Mother's Day (2010) plays out more like a thriller than anything, and that's perfectly fine unless you were expecting a full blown horror film. But whatever. It's not the end of the world and once I realized what kind of film this was actually going to be, roughly about 30 minutes in, then it wasn't so bad and Mother's Day (2010) has a lot to like once it's all over. Rebecca De Mornay most importantly. She's certainly played a villain before, but none quite like the character of Mother in this film. She's about as evil, cold, calculating and diabolical as they come, but then in the same breath she's sweet, warm and seems genuinely compassionate towards her hostages which only makes things worse because it's all a mindfuck. She knows how to get into your head, as she's done with her murdering, robbing and raping "boys". And that's the best part of Mother's Day. Seeing Rebecca De Mornay play an evil ice cold bitch, and then like the flip of a switch, seeing her become mothering, nurturing and caring within a split second.
The Koffin boys have just have just escaped a deal gone bad. When one of them is shot during the double cross, they decide to head to there old house where there mother resides, only to find out much too late that mother has lost the house to foreclosure and there are new tenants living there who just so happen to be throwing a party when the Koffin brothers show up. Angry and confused, they take the new tenants and there friends hostage and call there mother (De Mornay) who soon arrives and takes charge. What's supposed to be a quick and easy getaway soon becomes a nightmare for everyone involved.
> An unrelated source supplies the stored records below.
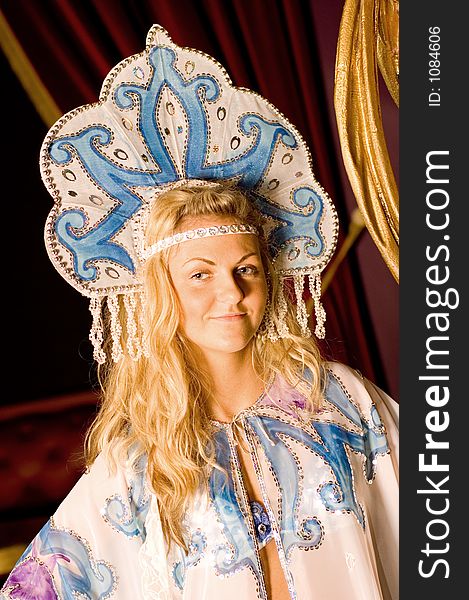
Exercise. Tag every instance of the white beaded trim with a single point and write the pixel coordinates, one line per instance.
(193, 234)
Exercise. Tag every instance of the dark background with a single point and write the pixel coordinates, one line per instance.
(285, 50)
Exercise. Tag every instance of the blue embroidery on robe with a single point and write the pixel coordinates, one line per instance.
(128, 515)
(59, 559)
(197, 546)
(261, 522)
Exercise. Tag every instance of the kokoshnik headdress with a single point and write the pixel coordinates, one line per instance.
(165, 117)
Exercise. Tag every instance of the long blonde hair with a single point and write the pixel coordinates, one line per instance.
(157, 404)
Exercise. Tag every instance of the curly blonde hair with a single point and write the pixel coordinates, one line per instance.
(158, 404)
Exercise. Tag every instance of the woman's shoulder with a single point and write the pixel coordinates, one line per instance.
(343, 380)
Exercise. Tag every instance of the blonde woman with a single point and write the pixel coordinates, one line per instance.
(227, 460)
(224, 464)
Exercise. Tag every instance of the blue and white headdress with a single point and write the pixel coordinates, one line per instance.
(166, 116)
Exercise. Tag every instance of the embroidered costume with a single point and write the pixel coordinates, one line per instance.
(166, 117)
(330, 504)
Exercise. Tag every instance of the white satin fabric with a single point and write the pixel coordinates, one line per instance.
(330, 490)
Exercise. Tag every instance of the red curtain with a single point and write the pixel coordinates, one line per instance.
(265, 45)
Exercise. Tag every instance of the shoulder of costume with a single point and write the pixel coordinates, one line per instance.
(363, 392)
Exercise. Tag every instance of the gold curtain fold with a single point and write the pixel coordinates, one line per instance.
(22, 67)
(368, 37)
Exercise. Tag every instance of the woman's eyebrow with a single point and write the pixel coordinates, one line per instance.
(210, 262)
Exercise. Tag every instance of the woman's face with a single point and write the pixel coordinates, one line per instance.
(221, 286)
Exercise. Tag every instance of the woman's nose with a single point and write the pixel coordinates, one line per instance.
(230, 291)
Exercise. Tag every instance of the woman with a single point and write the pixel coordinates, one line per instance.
(217, 419)
(227, 458)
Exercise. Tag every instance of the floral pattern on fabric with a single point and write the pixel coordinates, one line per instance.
(59, 564)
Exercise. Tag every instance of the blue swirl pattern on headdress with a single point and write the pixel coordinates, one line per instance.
(90, 244)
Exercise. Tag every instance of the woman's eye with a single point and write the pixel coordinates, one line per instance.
(247, 270)
(199, 275)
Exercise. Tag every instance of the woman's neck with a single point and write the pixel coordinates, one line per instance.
(235, 383)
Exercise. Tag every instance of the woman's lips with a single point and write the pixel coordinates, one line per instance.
(230, 317)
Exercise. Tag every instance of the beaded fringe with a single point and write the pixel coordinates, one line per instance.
(125, 317)
(126, 329)
(277, 328)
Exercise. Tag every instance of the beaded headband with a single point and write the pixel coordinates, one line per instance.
(165, 117)
(196, 234)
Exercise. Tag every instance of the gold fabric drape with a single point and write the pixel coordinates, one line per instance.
(22, 67)
(368, 38)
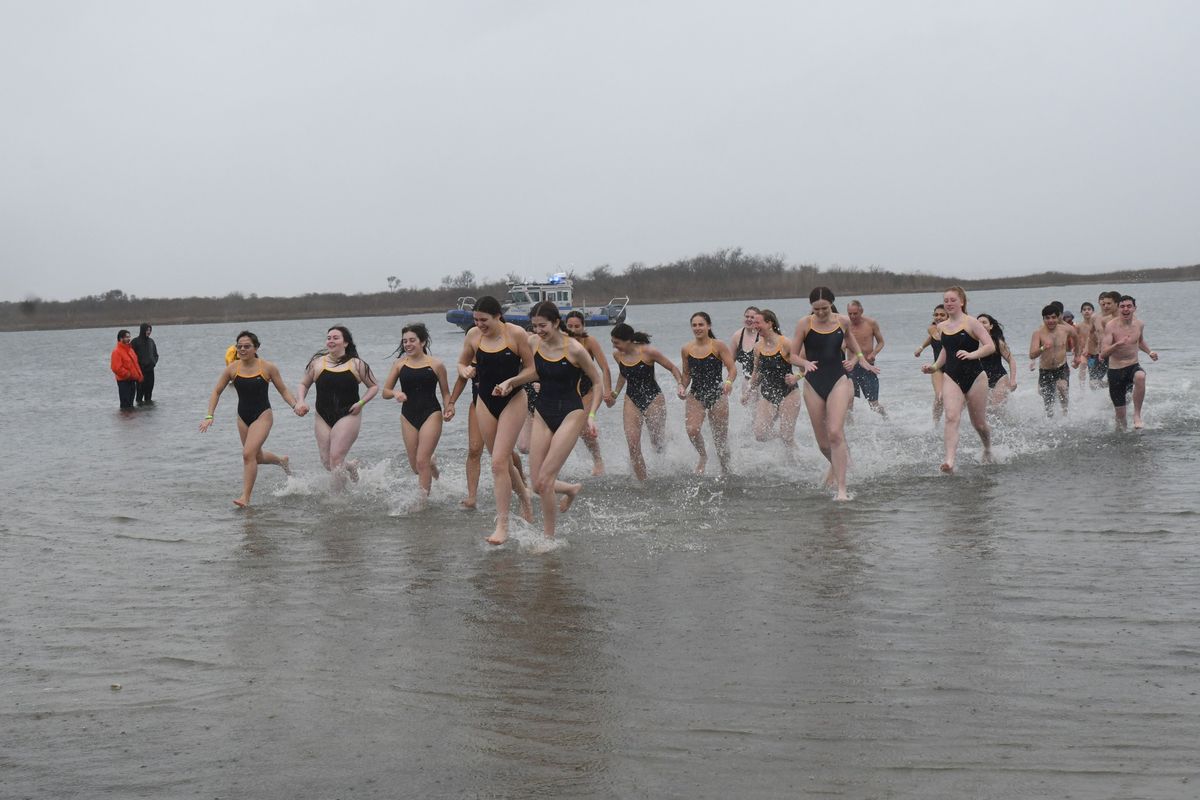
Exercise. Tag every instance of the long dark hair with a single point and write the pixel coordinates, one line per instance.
(549, 311)
(625, 332)
(352, 352)
(997, 332)
(423, 336)
(490, 306)
(575, 313)
(822, 293)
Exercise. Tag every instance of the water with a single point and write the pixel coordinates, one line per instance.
(1014, 631)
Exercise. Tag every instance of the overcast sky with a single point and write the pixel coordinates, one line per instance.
(168, 148)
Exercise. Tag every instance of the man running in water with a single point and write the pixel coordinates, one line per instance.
(869, 337)
(1122, 338)
(1049, 344)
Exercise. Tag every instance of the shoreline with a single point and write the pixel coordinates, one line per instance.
(79, 314)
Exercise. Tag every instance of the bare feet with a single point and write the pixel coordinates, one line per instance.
(569, 494)
(526, 500)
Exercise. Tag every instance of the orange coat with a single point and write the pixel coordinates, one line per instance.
(125, 362)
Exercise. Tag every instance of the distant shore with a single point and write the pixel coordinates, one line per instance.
(703, 278)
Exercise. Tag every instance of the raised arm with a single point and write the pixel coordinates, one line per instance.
(215, 397)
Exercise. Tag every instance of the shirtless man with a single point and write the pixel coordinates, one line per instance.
(869, 337)
(1087, 358)
(1108, 301)
(1049, 344)
(1122, 338)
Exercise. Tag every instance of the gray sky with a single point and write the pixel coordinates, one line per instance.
(277, 148)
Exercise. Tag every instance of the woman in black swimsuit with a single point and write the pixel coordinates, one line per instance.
(337, 371)
(492, 354)
(772, 376)
(934, 338)
(420, 376)
(561, 364)
(643, 398)
(576, 326)
(819, 344)
(703, 359)
(744, 340)
(251, 377)
(994, 365)
(965, 342)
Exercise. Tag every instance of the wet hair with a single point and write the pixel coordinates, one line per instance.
(703, 314)
(961, 293)
(423, 336)
(489, 305)
(997, 331)
(625, 332)
(821, 293)
(352, 352)
(575, 313)
(549, 311)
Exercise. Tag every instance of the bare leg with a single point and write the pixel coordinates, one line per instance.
(633, 420)
(937, 378)
(837, 407)
(547, 453)
(719, 421)
(252, 438)
(501, 435)
(977, 408)
(341, 438)
(816, 408)
(954, 401)
(694, 417)
(474, 456)
(1139, 395)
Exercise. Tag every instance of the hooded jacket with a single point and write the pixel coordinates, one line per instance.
(125, 362)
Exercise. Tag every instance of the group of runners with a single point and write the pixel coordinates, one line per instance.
(565, 377)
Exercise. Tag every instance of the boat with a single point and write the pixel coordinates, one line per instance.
(523, 296)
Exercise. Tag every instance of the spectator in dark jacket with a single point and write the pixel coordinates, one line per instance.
(148, 356)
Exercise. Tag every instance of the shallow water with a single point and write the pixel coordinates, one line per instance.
(1020, 630)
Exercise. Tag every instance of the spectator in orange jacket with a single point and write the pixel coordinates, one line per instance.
(125, 366)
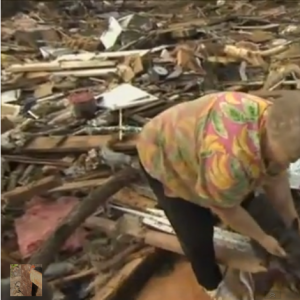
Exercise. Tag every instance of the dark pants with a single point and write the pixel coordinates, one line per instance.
(194, 227)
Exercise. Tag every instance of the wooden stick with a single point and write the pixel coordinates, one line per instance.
(82, 211)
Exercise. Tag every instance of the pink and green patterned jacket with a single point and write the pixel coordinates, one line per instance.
(207, 151)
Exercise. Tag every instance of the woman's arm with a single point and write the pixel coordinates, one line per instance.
(278, 192)
(241, 221)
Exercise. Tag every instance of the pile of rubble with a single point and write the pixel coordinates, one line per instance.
(78, 83)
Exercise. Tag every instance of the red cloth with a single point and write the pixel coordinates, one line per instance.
(39, 222)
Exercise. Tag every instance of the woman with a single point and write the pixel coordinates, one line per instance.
(202, 158)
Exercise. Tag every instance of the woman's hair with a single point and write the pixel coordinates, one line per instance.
(283, 123)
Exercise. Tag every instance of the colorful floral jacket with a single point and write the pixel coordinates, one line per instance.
(207, 151)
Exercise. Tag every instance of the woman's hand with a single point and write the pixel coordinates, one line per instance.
(272, 246)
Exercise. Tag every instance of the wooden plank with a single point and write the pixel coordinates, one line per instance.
(78, 185)
(73, 144)
(23, 193)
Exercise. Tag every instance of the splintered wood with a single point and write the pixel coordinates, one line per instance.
(133, 66)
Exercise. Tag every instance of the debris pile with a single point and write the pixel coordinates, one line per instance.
(79, 82)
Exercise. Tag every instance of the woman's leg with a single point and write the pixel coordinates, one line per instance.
(193, 226)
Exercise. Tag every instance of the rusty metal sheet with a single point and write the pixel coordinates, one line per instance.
(26, 284)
In the realms of a suspense thriller, this had a lot of tension, really fucked up situations and a decent amount of violence. You don't get any "horror" film type of gore here, but director Darren Lynn Bousman doesn't shy away from the gratuitous nature of violence and at times even revels in it. I wish I could say he did a bangup job making this thing look slick and unique, but he doesn't. Bouseman has a directing style that you honestly couldn't differentiate from any other up and coming horror director. I guess that's not a bad thing, but if you're making movies, you certainly want to put your stamp on them. He's constantly working and making horror films, but you'd never say "That's a Darren Lynn Bousman film". He might get there one day, he just hasn't yet.
The cast here is all really good with a few recognizable character actors, but I can't say one single actor really stood out, except for De Mornay, because as an ensemble cast they all did pretty great and were effective. But this is De Mornay's show all the way.
Once you get out of the mindset that this isn't going to be a full on horror remake, you'll enjoy it much more for what it is, a well made and tense suspense thriller. The second half makes up for any shortcomings the first half might have, and the small twists and turns the creep up here and there offer a nice payoff to a film that ended up being slightly better than I was expecting it to be.